You can skip every Tag object inside external span and keep only NavigableString objects (it is plain text in HTML).

data = '''<span>
  I Like
  <span class='unwanted'> to punch </span>
   your face
 <span>'''

from bs4 import BeautifulSoup as BS
import bs4

soup = BS(data, 'html.parser')

external_span = soup.find('span')

text = []
for x in external_span:
    if isinstance(x, bs4.element.NavigableString):
        text.append(x.strip())
print(" ".join(text))

Result

I Like your face
furas
  • 134,197
  • 12
  • 106
  • 148
  • extract() works but only if u have only one unwanted. What if I have 2 unwanted class tag? – masbro Nov 23 '16 at 11:10
  • 1
    `extract()` remove only one element but if you find more elements then you can use it with every element - for example in for-loop. – furas Nov 23 '16 at 11:13
  • Is there a way to do this which doesn't assume the file is small enough to completely read into memory unless the tag we want to exclude is actually excluded?
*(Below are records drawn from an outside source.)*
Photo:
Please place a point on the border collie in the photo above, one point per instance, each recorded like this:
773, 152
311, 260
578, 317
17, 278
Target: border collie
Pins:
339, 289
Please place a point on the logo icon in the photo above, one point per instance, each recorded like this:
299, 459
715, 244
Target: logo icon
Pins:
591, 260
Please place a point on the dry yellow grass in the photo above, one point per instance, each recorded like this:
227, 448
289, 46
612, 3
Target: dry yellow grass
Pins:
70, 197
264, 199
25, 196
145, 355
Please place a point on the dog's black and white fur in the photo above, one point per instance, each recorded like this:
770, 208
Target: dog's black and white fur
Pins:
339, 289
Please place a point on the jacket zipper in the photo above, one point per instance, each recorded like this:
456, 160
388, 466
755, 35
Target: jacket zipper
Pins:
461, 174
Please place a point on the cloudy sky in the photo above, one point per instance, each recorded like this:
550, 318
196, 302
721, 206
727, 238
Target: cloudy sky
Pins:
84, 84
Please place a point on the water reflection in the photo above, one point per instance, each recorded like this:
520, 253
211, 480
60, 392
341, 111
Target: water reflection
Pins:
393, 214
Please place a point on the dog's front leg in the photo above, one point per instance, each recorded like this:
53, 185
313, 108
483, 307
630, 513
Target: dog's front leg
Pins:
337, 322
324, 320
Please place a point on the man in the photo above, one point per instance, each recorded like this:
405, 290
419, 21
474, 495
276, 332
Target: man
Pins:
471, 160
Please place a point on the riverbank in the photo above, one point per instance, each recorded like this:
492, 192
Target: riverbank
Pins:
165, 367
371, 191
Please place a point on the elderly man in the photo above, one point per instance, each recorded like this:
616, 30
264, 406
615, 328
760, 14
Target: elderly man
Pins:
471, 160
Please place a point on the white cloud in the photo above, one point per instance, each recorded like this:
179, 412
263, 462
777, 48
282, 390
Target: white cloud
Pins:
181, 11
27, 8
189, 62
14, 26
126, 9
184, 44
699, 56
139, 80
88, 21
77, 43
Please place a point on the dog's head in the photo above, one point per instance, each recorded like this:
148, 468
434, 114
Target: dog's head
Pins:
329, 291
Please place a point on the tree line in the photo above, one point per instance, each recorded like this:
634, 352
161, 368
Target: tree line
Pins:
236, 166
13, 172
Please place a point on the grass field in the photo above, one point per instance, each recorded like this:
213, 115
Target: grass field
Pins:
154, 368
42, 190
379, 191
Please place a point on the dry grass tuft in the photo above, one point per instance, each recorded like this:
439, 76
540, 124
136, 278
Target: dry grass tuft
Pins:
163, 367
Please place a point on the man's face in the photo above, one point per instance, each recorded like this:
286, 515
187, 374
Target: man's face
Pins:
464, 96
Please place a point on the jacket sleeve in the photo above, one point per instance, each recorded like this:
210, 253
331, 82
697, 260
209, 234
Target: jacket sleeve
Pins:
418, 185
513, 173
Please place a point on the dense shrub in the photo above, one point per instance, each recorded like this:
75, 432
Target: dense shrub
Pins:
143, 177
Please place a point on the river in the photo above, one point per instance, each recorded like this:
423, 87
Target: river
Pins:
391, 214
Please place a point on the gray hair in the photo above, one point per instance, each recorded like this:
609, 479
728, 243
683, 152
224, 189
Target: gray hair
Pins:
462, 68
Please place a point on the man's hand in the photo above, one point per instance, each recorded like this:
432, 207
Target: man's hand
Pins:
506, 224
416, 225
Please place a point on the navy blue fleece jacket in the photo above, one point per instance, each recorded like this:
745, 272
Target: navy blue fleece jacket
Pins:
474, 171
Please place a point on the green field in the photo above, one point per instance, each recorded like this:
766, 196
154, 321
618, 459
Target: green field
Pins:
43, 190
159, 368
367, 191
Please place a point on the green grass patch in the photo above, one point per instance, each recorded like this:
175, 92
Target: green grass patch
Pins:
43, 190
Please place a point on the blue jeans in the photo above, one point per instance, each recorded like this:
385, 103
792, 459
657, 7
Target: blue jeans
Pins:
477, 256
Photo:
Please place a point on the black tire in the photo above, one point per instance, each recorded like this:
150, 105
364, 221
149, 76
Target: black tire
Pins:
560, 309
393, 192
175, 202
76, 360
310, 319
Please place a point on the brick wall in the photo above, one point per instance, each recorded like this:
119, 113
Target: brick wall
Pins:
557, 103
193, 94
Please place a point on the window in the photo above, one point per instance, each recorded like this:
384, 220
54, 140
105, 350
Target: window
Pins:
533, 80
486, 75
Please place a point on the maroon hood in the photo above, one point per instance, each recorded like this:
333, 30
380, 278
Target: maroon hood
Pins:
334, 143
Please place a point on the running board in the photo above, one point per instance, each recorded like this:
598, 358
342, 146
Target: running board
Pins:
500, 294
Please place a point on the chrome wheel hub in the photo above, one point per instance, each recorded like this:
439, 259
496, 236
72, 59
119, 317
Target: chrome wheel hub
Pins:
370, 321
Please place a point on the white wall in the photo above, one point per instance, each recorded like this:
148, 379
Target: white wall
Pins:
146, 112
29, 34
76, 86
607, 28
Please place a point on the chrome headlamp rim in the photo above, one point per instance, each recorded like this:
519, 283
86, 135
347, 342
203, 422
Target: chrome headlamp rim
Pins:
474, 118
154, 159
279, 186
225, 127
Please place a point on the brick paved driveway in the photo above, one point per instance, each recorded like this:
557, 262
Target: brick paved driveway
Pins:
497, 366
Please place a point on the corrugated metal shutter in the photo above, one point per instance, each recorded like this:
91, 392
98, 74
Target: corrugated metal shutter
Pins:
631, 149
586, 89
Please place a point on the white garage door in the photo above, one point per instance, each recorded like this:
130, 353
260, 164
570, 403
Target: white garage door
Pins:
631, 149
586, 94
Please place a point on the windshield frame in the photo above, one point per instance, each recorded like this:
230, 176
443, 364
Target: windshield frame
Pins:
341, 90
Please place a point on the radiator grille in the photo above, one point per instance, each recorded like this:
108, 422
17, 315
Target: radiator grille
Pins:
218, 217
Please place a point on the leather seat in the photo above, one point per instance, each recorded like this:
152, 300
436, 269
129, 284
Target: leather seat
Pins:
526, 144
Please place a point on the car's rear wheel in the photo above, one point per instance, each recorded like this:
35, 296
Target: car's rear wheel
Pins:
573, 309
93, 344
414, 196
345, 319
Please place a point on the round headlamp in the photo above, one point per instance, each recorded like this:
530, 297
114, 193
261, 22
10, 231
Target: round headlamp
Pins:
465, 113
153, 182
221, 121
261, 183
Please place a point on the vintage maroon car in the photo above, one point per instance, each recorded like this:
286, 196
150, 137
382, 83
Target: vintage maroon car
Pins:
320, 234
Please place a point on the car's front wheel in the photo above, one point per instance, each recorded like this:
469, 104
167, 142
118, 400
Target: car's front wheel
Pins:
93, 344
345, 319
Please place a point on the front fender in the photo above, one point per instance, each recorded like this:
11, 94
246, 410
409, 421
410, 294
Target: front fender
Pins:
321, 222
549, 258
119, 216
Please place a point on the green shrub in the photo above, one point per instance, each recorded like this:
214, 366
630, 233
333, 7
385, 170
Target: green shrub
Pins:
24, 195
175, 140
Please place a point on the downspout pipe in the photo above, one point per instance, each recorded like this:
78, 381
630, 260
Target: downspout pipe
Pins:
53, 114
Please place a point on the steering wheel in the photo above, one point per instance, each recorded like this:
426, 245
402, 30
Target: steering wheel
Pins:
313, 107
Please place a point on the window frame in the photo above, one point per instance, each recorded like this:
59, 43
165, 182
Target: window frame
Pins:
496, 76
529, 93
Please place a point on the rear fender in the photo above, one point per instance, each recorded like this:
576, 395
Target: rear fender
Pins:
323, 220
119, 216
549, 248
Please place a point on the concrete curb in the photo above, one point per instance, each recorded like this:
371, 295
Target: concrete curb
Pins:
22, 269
Like one that selectively excludes chars between certain tags? or maybe that reads in chunks? – Rob Truxal Nov 06 '18 at 02:49
  • Old question but I'm sure someone will end up here in the future (like me). If you need to extract more than one, use find_all and a for loop: `for junk in external_span.find_all('span'): junk.extract()` – cowsay May 05 '22 at 04:40
2

You can easily find the (un)desired text like this:

from bs4 import BeautifulSoup

text = """<span>
  I Like
  <span class='unwanted'> to punch </span>
   your face
 <span>"""
soup = BeautifulSoup(text, "lxml")
for i in soup.find_all("span"):
    if 'class' in i.attrs:
        if "unwanted" in i.attrs['class']:
            print(i.text)

From here outputting everything else can be easily done

Gábor Erdős
  • 3,599
  • 4
  • 24
  • 56